Cloning and utilization of new naturally occurring Late Blight and Colorado potato resistance genes to reduce the use of pesticides in potatoes
Project code: PRR03-140
Qin Chen - Agriculture and Agri-Food Canada
To develop potato varieties with improved resistance to late blight and Colorado Potato Beetle
Summary of Results
Worldwide potato late blight and the Colorado potato beetle (CPB) are the most devastating disease and insect pests of potatoes. About 20 million kilograms of pesticide is used annually for controlling these pests in Canada.
Host plant resistance offers long-term, sustainable and cost-efficient pest control, which is an important part of an integrated pest management (IPM) system. The four year research was undertaken to improve resistance to late blight and CPB in potatoes and to address increasing restrictions on the use of chemical pesticides by providing new disease and insect resistance genes and high quality, resistant potato germplasm/cultivars to meet a growing market demand for french fries and chips.
In the course of the project, we successfully explored and used new disease and insect resistance genes present in Mexican wild species (Solanum pinnatisectum) to produce resistant potatoes and used them as environmentally-friendly alternatives to pesticides for reducing the use and risks associated with pesticides.
Different transfer strategies and techniques were tested and compared. Techniques of somatic hybridization through protoplast fusion were selected and established as a gene transfer system for the efficient incorporation of genes from wild Mexican species into cultivated potato. Potato clones with resistance to late blight and CPB for integration into elite germplasm were produced. This is the first time that late blight and CPB resistant potato somatic clones have been produced from Mexican wild species S. pinnatisectum.

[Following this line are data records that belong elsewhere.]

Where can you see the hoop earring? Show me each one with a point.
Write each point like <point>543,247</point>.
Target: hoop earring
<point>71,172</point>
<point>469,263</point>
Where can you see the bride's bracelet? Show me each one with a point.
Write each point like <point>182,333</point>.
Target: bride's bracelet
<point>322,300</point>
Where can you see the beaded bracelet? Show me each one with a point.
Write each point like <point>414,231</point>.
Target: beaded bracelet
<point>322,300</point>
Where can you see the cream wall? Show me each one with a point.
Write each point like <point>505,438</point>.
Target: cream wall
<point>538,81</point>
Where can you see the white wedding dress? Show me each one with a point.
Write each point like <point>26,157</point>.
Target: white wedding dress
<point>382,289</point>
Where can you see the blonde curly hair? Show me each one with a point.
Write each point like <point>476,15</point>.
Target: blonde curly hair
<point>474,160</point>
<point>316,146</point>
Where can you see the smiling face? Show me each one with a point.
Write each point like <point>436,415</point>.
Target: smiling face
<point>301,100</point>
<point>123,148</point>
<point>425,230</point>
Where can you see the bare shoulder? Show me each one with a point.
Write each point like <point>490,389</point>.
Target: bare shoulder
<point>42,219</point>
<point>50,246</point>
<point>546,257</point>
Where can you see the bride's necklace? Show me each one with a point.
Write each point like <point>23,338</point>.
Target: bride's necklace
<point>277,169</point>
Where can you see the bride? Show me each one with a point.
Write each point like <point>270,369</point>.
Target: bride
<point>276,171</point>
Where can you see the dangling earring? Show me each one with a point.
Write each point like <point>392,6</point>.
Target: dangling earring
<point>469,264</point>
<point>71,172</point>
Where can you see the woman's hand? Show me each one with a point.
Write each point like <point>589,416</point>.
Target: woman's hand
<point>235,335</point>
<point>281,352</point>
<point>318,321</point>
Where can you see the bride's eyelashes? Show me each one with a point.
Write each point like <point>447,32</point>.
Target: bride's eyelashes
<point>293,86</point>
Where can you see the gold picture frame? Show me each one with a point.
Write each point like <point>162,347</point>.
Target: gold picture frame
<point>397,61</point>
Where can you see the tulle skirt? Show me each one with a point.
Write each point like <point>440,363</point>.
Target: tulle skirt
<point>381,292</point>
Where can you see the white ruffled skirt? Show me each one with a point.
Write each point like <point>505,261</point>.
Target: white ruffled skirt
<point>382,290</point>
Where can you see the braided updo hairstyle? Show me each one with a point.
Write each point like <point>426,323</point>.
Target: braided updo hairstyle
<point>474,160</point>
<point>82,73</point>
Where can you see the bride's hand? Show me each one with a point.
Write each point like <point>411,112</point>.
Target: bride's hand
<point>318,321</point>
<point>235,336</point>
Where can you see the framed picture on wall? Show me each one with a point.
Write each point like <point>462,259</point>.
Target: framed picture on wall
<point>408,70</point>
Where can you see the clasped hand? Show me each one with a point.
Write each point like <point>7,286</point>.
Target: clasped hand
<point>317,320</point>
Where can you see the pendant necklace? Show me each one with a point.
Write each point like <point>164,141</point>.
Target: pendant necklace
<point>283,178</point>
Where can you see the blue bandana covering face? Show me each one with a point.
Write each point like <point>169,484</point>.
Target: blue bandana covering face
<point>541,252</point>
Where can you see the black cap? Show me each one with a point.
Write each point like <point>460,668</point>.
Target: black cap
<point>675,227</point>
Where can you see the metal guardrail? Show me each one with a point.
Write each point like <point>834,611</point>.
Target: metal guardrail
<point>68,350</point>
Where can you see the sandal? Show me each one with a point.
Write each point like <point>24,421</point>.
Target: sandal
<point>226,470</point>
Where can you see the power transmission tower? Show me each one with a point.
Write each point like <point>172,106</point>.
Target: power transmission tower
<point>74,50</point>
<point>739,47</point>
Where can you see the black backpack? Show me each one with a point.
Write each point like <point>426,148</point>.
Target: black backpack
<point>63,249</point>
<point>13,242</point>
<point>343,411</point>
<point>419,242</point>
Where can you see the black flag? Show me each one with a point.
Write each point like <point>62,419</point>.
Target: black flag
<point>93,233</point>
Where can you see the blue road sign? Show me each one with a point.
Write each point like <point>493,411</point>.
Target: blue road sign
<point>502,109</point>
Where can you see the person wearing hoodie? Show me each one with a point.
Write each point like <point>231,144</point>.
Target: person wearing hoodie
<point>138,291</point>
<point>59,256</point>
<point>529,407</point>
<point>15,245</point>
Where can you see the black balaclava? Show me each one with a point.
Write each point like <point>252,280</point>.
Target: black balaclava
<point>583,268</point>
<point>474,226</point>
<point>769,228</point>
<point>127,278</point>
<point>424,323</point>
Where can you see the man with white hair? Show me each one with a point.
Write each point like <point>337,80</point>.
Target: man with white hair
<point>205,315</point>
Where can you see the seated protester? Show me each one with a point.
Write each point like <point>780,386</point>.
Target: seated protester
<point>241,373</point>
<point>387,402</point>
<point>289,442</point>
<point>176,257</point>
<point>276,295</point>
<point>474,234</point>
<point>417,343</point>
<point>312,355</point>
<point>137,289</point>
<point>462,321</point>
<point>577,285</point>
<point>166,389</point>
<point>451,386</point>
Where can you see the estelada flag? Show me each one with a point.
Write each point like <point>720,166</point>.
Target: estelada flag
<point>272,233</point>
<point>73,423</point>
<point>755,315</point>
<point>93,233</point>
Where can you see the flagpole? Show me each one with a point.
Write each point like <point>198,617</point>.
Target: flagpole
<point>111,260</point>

Two BAC (Bacterial Artificial Chromosome) libraries constructed from DNA of S. pinnatisectum and carrying late blight and CPB resistance genes were characterized and analyzed using different RFLP (restriction fragment length polymorphism) markers, which were linked to the resistance genes for late blight, CPB, Verticillium wilt and potato cyst nematodes.
Studies conducted during the past four years have generated much more information than initially anticipated and have provided new knowledge and new techniques for characterization, evaluation and production of new resistant potatoes.
Further funding has been provided to the researcher to backcross the new resistant somatic hybrids to elite commercial potato lines (project PRR08-010). Afterwards, the super improved potato lines will be selected for resistance to late blight and CPB and agronomically significant traits.